他们聊着聊着聊到前几天俞酌发的新专辑。
“新专辑,你真听了?”俞酌回想起贺临写的那一小段话,把一段夸奖的话写得那么理性且有理有据真是一件不容易的事,一看就知道是贺临自己写的。
“听了。”
“我就随口说说。”俞酌没骨头似的靠在椅背上,仰着头,懒洋洋地说,“没想到你真听了。”

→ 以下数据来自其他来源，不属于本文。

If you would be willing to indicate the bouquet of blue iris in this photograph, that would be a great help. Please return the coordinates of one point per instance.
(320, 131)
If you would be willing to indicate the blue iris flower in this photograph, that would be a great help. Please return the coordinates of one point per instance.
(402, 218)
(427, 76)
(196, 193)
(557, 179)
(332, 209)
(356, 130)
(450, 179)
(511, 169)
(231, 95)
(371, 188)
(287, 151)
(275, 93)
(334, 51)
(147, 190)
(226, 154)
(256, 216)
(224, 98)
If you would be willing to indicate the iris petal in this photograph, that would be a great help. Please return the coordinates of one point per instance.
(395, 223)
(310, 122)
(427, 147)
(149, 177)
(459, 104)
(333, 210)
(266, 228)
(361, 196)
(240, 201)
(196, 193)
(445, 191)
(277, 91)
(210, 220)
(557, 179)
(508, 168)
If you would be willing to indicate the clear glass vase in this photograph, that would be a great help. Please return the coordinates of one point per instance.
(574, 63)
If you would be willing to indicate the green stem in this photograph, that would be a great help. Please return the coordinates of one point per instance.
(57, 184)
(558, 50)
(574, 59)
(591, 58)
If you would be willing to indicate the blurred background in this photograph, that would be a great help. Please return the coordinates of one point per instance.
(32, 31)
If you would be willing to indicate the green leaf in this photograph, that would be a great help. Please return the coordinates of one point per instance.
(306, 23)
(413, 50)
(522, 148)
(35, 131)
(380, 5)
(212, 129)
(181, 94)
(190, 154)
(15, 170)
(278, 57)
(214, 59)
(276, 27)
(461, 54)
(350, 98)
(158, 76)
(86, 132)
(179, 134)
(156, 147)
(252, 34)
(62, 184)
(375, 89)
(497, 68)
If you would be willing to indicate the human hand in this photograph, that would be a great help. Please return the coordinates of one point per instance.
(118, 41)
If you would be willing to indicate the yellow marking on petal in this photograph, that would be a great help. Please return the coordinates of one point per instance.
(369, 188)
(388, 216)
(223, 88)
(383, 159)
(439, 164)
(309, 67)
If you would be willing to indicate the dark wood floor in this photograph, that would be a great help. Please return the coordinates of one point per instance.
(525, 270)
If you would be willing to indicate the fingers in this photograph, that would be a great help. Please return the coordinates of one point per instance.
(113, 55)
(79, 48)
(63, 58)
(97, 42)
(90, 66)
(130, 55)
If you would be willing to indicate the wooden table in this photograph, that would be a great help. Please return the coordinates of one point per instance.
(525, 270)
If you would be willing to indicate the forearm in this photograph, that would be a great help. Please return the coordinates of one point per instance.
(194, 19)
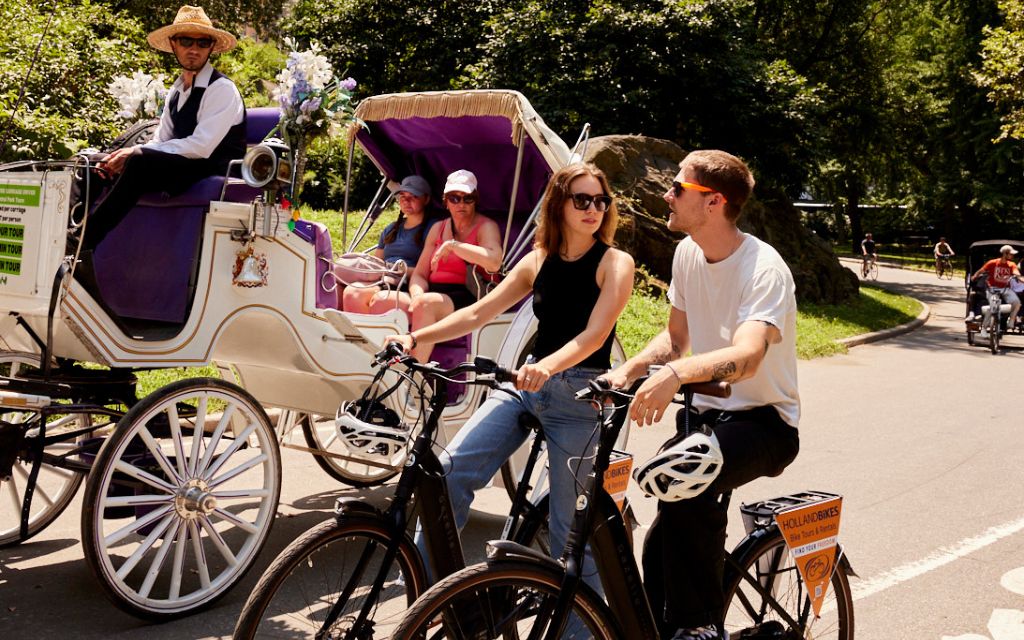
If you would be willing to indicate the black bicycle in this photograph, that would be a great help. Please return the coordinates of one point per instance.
(519, 593)
(354, 576)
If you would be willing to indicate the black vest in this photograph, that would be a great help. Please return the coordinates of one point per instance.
(185, 119)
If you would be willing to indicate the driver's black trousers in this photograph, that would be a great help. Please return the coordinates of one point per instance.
(684, 552)
(148, 171)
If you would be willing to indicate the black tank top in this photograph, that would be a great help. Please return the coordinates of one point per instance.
(564, 295)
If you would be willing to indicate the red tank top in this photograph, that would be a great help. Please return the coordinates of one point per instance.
(452, 269)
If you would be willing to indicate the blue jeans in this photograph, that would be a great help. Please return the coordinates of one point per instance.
(493, 434)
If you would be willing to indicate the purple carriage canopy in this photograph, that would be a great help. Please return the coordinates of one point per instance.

俞酌那天跟贺临说“新专辑记得支持一下”只是在生硬地转移话题,他没想到贺临真的去支持了,还支持得很彻底。
就因为贺临那段小作文,俞酌新专辑销量都翻了一番,稳坐新专辑销量榜第一。
既然俞酌提起了那天,贺临也就顺势接了下去:“那天的问题我还没回答。”
“我问了那么多问题,”俞酌笑了笑,“你指哪个?”
贺临盯着他,声音听不出情绪,“你知道我说哪个。”
事实上,又不是没谈过恋爱的毛头小伙,俞酌隐隐能猜出一些答案,他不确定,也不想去确定。
“这样吗,”俞酌含糊其辞地说,“我忘了。”
他们偷懒偷了挺久,最后还是王超巍过来找的。
“原来你们在这里,”王超巍奇怪地问,“你们在这干什么呢?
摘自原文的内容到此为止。